Storage system impacts value of livestock manure
February 19, 2016, Winnipeg, Man – An Extension professor in economics with the University of Missouri says the method of storing livestock manure will dramatically impact its fertilizer value.
Increasingly, livestock manure is being treated as a valuable resource rather than a waste to be disposed of.
How to Extract More Value From Manure was among the topics discussed earlier this month in Winnipeg as part of the 2016 Manitoba Swine Seminar.
Dr. Ray Massey, an Extension professor in economics with the University of Missouri, says farmers usually think of livestock manure as having three key crop nutrients and, while it may have other values such as organic matter, most crop farmers are looking at the nitrogen, phosphorus and potassium it contains and, because they can be equivalently used, their value could be as high as what ever commercial fertilizer is selling for.

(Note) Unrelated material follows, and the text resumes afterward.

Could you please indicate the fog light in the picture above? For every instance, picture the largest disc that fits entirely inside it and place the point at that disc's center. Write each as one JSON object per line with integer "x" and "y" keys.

“The cheapest storage historically has been to create what we call a lagoon,” he says. “It’s outside storage, earthen, lined, the nitrogen tends to dissipate in the summer when the temperatures are warm.”
“That’s the cheapest storage but it also has manure that has the least value and so I encourage farmers to say I’m not just trying to minimize my cost, I want to maximize my net value, which is the total value minus my cost.”
“At that point, the lagoon still has its place in some locations but, if you are a crop farmer or in a farming region, it’s much better to go with a storage system that will conserve the nutrients, allow it to be spread evenly and give you a more consistent manure product,” he adds. “It may cost you a little bit more but in the long term, even in the sort term, you are saving money by doing it that way.”
Dr. Massey says, through good management, producers can double the value of their manure.